By "local," I'm referring to the Spark master node - so any data will need to fit in memory there. (Sample if you need to, I guess)
You'll need to have whatever Python libraries you need installed on the Spark master node

Here's two examples. If you have a Spark DataFrame, the easiest thing is to convert it to a Pandas DataFrame (which is local) and then plot from there. Pandas has some very convenient shortcuts.

# create a spark dataframe with 3 numeric columns and one categorical (colour)
A = [random.normalvariate(0,1) for i in range(100)]
B = [random.normalvariate(1,2) for i in range(100)]
C = [random.normalvariate(-1,0.5) for i in range(100)]
col = [random.choice(['#e41a1c', '#377eb8','#4eae4b']) for i in range(100)]

df = sqlCtx.createDataFrame(zip(A,B,C,col), ["A","B","C","col"])

# convert to pandas and plot
pdf = df.toPandas()

from pandas.tools.plotting import scatter_matrix
stuff = scatter_matrix(pdf, alpha=0.7, figsize=(6, 6), diagonal='kde', color=pdf.col)

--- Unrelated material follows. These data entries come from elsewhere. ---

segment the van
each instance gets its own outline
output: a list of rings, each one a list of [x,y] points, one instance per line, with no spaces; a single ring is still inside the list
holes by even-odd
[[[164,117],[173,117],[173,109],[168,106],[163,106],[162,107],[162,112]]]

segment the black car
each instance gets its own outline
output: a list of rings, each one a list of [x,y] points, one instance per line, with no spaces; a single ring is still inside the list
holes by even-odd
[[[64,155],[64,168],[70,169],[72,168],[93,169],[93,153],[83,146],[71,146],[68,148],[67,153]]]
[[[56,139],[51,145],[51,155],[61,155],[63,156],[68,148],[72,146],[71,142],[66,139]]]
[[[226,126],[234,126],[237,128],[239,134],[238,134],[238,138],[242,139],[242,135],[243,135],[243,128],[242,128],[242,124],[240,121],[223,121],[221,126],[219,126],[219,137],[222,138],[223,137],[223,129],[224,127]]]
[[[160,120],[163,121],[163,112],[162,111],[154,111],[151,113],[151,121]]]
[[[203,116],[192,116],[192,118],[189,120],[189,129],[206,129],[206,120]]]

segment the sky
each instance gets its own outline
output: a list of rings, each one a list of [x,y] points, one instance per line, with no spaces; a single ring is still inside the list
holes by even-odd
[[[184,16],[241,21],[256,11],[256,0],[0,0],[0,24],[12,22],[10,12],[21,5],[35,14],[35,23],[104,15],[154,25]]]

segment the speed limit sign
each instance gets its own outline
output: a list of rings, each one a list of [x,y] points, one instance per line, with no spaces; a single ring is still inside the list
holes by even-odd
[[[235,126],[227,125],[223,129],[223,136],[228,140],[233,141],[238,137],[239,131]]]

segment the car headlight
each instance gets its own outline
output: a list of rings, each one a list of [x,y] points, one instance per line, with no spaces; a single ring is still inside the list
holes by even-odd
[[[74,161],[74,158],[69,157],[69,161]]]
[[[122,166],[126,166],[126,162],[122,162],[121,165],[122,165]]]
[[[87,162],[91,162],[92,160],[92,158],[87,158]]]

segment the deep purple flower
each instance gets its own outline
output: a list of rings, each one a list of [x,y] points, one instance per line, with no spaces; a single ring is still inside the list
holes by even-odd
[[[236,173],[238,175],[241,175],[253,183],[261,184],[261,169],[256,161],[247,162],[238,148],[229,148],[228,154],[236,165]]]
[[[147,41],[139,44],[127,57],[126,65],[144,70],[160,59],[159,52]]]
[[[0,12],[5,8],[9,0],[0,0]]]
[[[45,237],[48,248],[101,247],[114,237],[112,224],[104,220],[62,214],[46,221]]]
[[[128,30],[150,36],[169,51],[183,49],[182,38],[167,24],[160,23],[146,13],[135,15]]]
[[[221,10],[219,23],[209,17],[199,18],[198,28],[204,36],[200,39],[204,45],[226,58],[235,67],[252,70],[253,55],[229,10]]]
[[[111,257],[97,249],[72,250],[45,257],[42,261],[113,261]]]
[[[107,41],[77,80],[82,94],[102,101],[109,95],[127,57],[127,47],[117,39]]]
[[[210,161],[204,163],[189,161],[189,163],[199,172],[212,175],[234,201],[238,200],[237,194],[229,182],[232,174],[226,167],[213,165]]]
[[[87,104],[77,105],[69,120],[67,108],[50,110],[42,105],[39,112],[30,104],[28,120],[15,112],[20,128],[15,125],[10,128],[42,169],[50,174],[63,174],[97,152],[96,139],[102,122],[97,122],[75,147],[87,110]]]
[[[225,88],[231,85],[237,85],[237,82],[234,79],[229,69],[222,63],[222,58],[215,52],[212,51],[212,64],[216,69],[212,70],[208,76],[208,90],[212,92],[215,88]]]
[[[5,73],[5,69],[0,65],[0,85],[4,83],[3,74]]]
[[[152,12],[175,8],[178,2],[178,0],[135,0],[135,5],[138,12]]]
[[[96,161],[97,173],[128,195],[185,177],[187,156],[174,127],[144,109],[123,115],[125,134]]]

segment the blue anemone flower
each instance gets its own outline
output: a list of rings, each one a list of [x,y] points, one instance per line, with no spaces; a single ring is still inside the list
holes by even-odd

If you have only a Spark RDD then we can still take the data local - into, for example, a vector - and plot with, say, Matplotlib.

import random

# create an RDD of 100 random numbers
x = [random.normalvariate(0,1) for i in range(100)]
rdd = sc.parallelize(x)

# plot data in RDD - use .collect() to bring data to local
num_bins = 50
n, bins, patches = plt.hist(rdd.collect(), num_bins, normed=1, facecolor='green', alpha=0.5)